Like the Last Days of School

Season finale time is upon us, and I'll try and post my reactions to the finales of the shows I watch. (I won't post my reaction to the finales of shows I don't watch. That would be silly.)

Already posted, here, about Gilmore Girls, and have yet to see the Scrubs or How I Met Your Mother finales. Finally watched the The West Wing finale on the train this morning, though. My verdict: very good. Wells nailed the right dynamic, tone, and structure here - no big earthquakes, no histrionics, just a seamless and well-made tapestry of small, impactful moments. WWLD. The napkin. Jed giving Charlie his Bible. Josh taking one more run at CJ to stay. The nervous banter between the new President and the new First Lady. Donna's reaction to her new office. The small, elegant will he/won't he stuff with Jed signing Toby's pardon. Charlie quietly leaving. "What's next?" "Tomorrow." The temptation to do something big and grand was probably there and enticing, but the path they took was the right one. Quiet satisfaction and nervous anticipation. I do wish there would be a new season though. Although, to be fair, were we getting a whole new year with a new administration, I really think it should have been Winnick's. Still - a great finale. Will Wells show similar restraint when it comes time to end ER?

Also saw the The Office and My Name Is Earl finales last week. Earl ended nicely, with some nice symmetry with the pilot, as we saw exactly what happened with that scratcher after Earl was hit by the car and before it found its way back to him. I like Earl very much, but do worry that the formula is a bit too rigid. Reminds me of House, in an odd way. Great cast, great writing, good stories--but all in the service of a maybe-too-rigid formula. What it adds up to is that I don't mind if I miss an Earl, or a House, because I don't have that same sense of missing out on something important, something I'll need or want to have seen to really appreciate the series.

The Office, on the other hand, even though it is hardly dependent on a serialized story, with the eps being, more or less, stand-alones, is a show I'm sorry to miss. Yes, part of that is the one serialized sliver they've worked in with the Pam/Jim story. But part of it is also that every episode of the show doesn't follow the same formula. (Although they do, I think, have to be careful about not going to the "the office workers go out as a group" well too much.
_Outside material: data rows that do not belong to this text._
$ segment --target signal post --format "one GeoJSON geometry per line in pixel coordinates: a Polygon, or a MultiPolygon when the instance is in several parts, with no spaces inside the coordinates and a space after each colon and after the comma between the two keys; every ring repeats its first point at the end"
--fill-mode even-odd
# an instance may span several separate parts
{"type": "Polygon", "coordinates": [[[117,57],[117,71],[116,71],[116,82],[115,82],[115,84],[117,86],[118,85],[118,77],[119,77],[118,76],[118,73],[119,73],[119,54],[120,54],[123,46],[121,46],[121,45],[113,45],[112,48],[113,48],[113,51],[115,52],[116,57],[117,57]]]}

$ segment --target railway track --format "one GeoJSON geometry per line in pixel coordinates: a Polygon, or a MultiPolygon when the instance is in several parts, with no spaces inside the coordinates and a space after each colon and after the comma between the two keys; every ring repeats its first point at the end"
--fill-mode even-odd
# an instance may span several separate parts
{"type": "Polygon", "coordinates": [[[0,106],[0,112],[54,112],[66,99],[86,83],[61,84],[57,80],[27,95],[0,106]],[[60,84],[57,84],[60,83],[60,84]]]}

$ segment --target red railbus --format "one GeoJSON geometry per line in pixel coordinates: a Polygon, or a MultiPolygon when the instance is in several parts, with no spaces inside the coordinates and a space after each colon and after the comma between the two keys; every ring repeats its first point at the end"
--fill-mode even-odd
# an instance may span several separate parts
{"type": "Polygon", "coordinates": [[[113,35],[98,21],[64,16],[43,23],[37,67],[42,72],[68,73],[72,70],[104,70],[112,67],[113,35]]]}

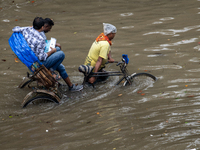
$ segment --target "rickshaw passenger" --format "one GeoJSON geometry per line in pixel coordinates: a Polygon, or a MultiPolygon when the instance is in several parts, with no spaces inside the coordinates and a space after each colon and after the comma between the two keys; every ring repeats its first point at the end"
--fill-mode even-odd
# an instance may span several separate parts
{"type": "Polygon", "coordinates": [[[51,48],[52,50],[47,53],[44,52],[46,43],[45,39],[40,34],[42,31],[44,31],[44,19],[41,17],[36,17],[34,19],[33,27],[16,26],[13,28],[13,32],[22,33],[29,47],[47,69],[53,68],[59,72],[70,91],[82,90],[82,85],[71,83],[64,65],[61,64],[65,58],[65,54],[62,51],[57,51],[56,48],[51,48]]]}
{"type": "MultiPolygon", "coordinates": [[[[105,63],[108,61],[110,63],[114,62],[114,59],[111,57],[111,45],[112,39],[117,33],[117,29],[114,25],[103,23],[103,33],[101,33],[96,40],[93,42],[89,53],[85,59],[84,65],[93,66],[94,72],[104,72],[105,63]]],[[[100,80],[106,80],[108,76],[103,76],[100,80]]],[[[94,83],[99,80],[99,77],[91,77],[88,82],[94,83]]]]}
That particular story bit could become tired if abused.)

The finale was wonderful, with all the characters getting some laugh-out-loud moments, and with the could-have-been-Three's Company-esque Michael-has-two-dates storyline handled in a wonderfully underplayed way. But the meat of the ep was the surprise ending, with Jim declaring his love for Pam. Such great acting from these two here; their ability to mix the serious and funny is impressive indeed. (Although it shouldn't be overstated--that The Office utilizes such a realistic style to begin with makes the transition from comic to serious easier than it would be on a traditional sitcom. In a lot of ways, the real emotional stuff on, for example How I Met Your Mother (Lily's breakdown to Ted on the highway in the penultimate episode, for example), is harder for the actors to pull off than the emotional stuff here.)
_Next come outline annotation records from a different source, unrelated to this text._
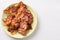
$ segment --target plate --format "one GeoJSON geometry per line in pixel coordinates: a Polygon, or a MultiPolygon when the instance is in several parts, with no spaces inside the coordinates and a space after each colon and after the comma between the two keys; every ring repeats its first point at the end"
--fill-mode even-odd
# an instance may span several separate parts
{"type": "MultiPolygon", "coordinates": [[[[5,31],[9,36],[11,36],[11,37],[13,37],[13,38],[26,38],[26,37],[28,37],[29,35],[31,35],[31,34],[34,32],[34,30],[36,29],[36,27],[37,27],[37,15],[36,15],[35,11],[34,11],[29,5],[26,5],[26,6],[27,6],[27,9],[30,10],[31,13],[32,13],[32,15],[33,15],[32,30],[29,30],[28,33],[27,33],[27,35],[22,36],[22,35],[19,34],[19,33],[16,33],[16,34],[12,35],[10,32],[7,31],[7,27],[5,27],[5,25],[4,25],[3,21],[2,21],[2,25],[3,25],[4,31],[5,31]]],[[[6,16],[7,16],[7,15],[3,13],[3,14],[2,14],[2,19],[4,19],[6,16]]]]}

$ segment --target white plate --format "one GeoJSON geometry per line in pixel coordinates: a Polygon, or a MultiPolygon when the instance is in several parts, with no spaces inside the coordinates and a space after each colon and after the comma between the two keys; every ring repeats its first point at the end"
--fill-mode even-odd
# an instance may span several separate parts
{"type": "MultiPolygon", "coordinates": [[[[15,35],[12,35],[10,32],[7,31],[7,27],[5,27],[4,23],[2,22],[3,28],[9,36],[14,37],[14,38],[25,38],[25,37],[28,37],[29,35],[31,35],[34,32],[34,30],[36,29],[36,27],[37,27],[37,15],[35,14],[35,12],[33,11],[33,9],[30,6],[27,5],[27,8],[31,11],[31,13],[33,15],[32,30],[29,30],[29,32],[27,33],[26,36],[22,36],[19,33],[15,34],[15,35]]],[[[5,17],[6,17],[6,15],[3,14],[2,19],[5,18],[5,17]]]]}

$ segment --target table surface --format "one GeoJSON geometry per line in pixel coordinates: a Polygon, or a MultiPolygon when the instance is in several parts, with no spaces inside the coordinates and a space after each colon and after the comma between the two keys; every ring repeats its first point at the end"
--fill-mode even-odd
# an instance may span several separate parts
{"type": "Polygon", "coordinates": [[[0,0],[0,40],[60,40],[60,0],[22,0],[36,11],[36,31],[27,38],[9,37],[1,24],[2,10],[20,0],[0,0]]]}

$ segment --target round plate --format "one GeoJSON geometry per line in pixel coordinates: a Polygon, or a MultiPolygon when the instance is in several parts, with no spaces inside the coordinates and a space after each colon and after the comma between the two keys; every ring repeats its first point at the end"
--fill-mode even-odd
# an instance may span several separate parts
{"type": "MultiPolygon", "coordinates": [[[[28,5],[27,5],[27,9],[30,10],[31,13],[32,13],[32,15],[33,15],[32,30],[29,30],[28,33],[27,33],[27,35],[25,35],[25,36],[23,36],[23,35],[21,35],[19,33],[16,33],[16,34],[12,35],[10,32],[7,31],[7,27],[5,27],[5,25],[4,25],[3,21],[2,21],[3,28],[4,28],[5,32],[9,36],[11,36],[13,38],[25,38],[25,37],[28,37],[29,35],[31,35],[34,32],[34,30],[36,29],[36,27],[37,27],[37,15],[33,11],[33,9],[30,6],[28,6],[28,5]]],[[[7,14],[3,13],[2,19],[4,19],[6,16],[7,16],[7,14]]]]}

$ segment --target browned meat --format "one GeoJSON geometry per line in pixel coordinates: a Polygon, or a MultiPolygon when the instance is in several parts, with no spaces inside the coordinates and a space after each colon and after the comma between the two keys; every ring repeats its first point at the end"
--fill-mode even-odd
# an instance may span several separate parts
{"type": "Polygon", "coordinates": [[[7,18],[3,19],[5,25],[9,26],[13,18],[14,18],[14,16],[9,15],[7,18]]]}
{"type": "Polygon", "coordinates": [[[33,15],[23,2],[6,8],[4,13],[9,14],[3,21],[6,26],[9,25],[8,31],[11,32],[11,34],[18,32],[26,35],[27,31],[32,29],[33,15]]]}

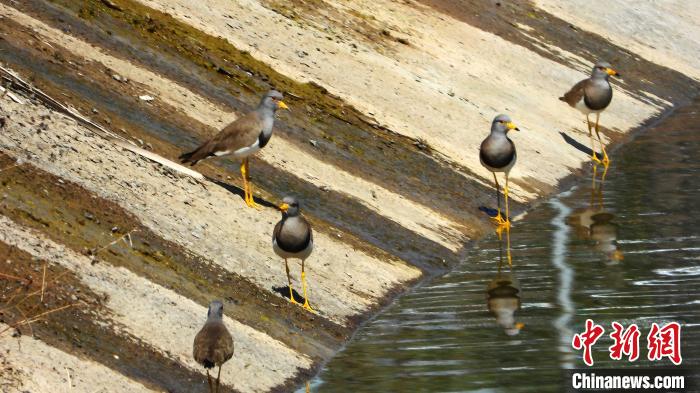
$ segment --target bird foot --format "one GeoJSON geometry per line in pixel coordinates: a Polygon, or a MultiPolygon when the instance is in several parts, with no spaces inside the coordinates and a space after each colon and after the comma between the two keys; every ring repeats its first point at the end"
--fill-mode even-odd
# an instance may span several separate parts
{"type": "Polygon", "coordinates": [[[501,223],[498,224],[498,228],[502,230],[510,230],[510,220],[503,220],[501,223]]]}
{"type": "Polygon", "coordinates": [[[304,310],[306,310],[306,311],[308,311],[308,312],[311,312],[311,313],[314,313],[314,314],[316,313],[316,310],[314,310],[313,308],[311,308],[311,306],[309,305],[309,301],[308,301],[308,300],[304,302],[304,305],[303,305],[302,307],[304,307],[304,310]]]}
{"type": "Polygon", "coordinates": [[[262,210],[262,206],[255,203],[253,197],[251,197],[250,199],[246,199],[245,204],[248,205],[248,207],[252,207],[253,209],[262,210]]]}

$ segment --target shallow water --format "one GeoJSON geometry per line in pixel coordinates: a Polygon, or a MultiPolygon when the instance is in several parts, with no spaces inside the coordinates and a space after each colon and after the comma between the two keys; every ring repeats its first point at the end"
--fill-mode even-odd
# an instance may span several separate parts
{"type": "Polygon", "coordinates": [[[606,330],[596,368],[672,366],[646,359],[646,335],[677,321],[683,367],[700,369],[699,110],[681,108],[623,146],[604,182],[598,171],[595,184],[581,179],[516,222],[512,269],[491,236],[400,298],[312,391],[562,391],[563,370],[585,367],[571,340],[587,318],[606,330]],[[639,325],[635,363],[609,358],[612,321],[639,325]]]}

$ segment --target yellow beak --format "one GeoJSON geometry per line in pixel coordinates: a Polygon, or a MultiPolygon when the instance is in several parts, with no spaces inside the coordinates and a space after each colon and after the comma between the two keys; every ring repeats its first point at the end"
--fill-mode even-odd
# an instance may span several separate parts
{"type": "Polygon", "coordinates": [[[612,68],[606,68],[606,69],[605,69],[605,72],[607,72],[608,75],[620,76],[620,74],[619,74],[617,71],[613,70],[612,68]]]}

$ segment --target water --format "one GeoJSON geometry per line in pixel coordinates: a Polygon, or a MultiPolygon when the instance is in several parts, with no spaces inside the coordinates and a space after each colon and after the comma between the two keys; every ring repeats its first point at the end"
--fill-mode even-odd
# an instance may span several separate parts
{"type": "MultiPolygon", "coordinates": [[[[700,103],[624,146],[604,182],[572,190],[515,223],[513,267],[496,236],[450,274],[367,324],[312,382],[318,392],[562,391],[583,368],[572,335],[606,332],[595,367],[629,367],[607,348],[611,322],[636,323],[646,360],[652,322],[682,325],[685,368],[700,350],[700,103]]],[[[582,154],[582,153],[572,153],[582,154]]],[[[592,176],[592,174],[590,174],[592,176]]]]}

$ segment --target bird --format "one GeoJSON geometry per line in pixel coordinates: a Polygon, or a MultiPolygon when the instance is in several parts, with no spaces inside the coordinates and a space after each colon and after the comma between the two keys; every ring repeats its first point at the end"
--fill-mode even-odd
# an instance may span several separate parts
{"type": "Polygon", "coordinates": [[[248,157],[270,141],[277,110],[289,110],[287,104],[282,101],[283,98],[282,93],[277,90],[268,91],[255,110],[233,121],[195,150],[182,154],[179,157],[181,162],[194,166],[206,158],[226,155],[241,159],[245,203],[249,207],[259,209],[260,206],[253,199],[253,189],[250,185],[248,157]]]}
{"type": "Polygon", "coordinates": [[[493,220],[499,226],[504,225],[506,227],[510,226],[510,212],[508,210],[508,174],[517,160],[515,144],[507,135],[510,130],[520,131],[507,115],[496,116],[491,123],[491,133],[481,142],[481,148],[479,150],[481,165],[491,171],[493,180],[496,183],[498,215],[496,215],[493,220]],[[506,185],[503,189],[503,196],[506,200],[505,218],[501,215],[500,185],[498,184],[496,172],[503,172],[506,177],[506,185]]]}
{"type": "Polygon", "coordinates": [[[223,318],[224,304],[220,300],[214,300],[209,303],[207,321],[194,337],[194,345],[192,347],[194,360],[207,370],[210,393],[214,390],[212,389],[209,369],[219,366],[219,373],[216,377],[216,392],[218,392],[221,366],[233,357],[233,337],[226,329],[223,318]]]}
{"type": "Polygon", "coordinates": [[[289,284],[289,300],[293,304],[298,304],[294,300],[292,291],[292,279],[289,276],[288,259],[301,259],[301,284],[304,293],[303,307],[310,312],[314,310],[309,305],[309,299],[306,296],[306,272],[304,271],[304,262],[311,255],[314,249],[314,237],[311,225],[301,215],[299,201],[291,196],[286,196],[282,200],[279,209],[282,211],[282,219],[275,225],[272,233],[272,249],[275,254],[284,259],[284,267],[287,270],[287,283],[289,284]]]}
{"type": "Polygon", "coordinates": [[[591,71],[591,76],[588,79],[584,79],[574,87],[566,92],[560,100],[566,102],[572,108],[578,109],[581,113],[586,115],[586,125],[588,126],[588,136],[591,139],[591,160],[596,164],[603,164],[606,168],[610,164],[610,158],[608,158],[608,153],[605,151],[605,146],[603,146],[603,141],[600,139],[600,132],[598,129],[598,121],[600,120],[600,114],[603,112],[610,102],[612,101],[612,86],[610,85],[610,76],[621,77],[619,72],[612,69],[609,63],[601,61],[593,66],[591,71]],[[595,152],[595,144],[593,141],[593,132],[591,130],[591,120],[589,115],[595,113],[595,133],[598,138],[598,143],[600,148],[603,150],[603,160],[601,161],[595,152]]]}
It was a great move by the producers, to take the crutch of the will they/won't they tension away from themselves before it started to overcome the show. And, of course, this new development opens up lots of opportunities--and, even better, non-status-quo opportunities--for next season. Kudos.
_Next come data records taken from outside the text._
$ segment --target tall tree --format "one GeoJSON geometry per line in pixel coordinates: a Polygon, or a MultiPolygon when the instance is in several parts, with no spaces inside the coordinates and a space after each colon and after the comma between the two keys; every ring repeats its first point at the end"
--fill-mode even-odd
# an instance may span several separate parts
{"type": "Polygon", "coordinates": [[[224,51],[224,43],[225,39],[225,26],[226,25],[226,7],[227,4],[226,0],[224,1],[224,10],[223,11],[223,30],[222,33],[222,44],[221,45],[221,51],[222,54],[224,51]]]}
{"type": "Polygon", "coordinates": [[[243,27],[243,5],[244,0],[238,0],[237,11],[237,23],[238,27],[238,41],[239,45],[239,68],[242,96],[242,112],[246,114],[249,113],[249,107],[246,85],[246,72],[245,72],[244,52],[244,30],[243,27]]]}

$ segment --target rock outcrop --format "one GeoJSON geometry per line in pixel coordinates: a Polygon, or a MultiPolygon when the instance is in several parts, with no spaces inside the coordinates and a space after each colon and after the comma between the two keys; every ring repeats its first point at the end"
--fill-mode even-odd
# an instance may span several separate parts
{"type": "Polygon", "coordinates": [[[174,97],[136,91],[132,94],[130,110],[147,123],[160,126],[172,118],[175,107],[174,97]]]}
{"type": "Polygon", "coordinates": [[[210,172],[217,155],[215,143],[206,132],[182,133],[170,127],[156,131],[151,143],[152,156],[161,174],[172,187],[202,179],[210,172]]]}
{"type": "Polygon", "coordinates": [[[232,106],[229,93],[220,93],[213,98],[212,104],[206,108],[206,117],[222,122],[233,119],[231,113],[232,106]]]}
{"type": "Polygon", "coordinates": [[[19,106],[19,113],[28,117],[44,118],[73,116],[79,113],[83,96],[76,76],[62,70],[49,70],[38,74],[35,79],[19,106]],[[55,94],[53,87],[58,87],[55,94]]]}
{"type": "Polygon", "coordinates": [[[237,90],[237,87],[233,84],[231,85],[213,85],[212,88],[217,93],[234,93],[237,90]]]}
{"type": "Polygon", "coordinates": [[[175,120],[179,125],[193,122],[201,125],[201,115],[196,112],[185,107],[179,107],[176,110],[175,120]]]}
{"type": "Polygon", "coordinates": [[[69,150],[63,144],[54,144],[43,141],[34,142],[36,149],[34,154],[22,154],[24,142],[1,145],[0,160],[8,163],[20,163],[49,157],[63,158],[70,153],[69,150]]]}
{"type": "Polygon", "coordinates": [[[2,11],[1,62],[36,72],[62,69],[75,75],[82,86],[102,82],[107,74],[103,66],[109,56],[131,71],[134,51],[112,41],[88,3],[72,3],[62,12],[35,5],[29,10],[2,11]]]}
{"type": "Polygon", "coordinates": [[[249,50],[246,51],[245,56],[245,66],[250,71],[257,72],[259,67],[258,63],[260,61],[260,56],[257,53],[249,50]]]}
Still to come: The aforementioned Scrubs and Mother, this week's Will & Grace, next week's Lost, and the following week's The Sopranos and Big Love. I think those are the only finales I really expect to watch. Most anticipated of the bunch? Lost. Easily.

Until Whenever


Roger Owen Green said...

I think the first several Earls were VERY rigidly formulated, to establish the characters, which is why I really appreciated the show where he could fix the problem in 30 minutes; that was the first one with his father. And the flasbacks (Y2K, e.g.) do flesh out the storylines, I think.

Lynn S said...

Jed gave Charlie a bound copy of the Constitution, not a Bible. You might not have been able to read it if you were watching on a small screen but the title was clearly visible on my TV.

Tosy And Cosh said...

The flashbacks also help to keep the new and improved Earl from getting too sickly-sweet and declawed, since we get to see him as a scummy ne'er-do-well every week too.

Did I say Bible? I'm dumb. I knew it was the Constitution, too. Thanks.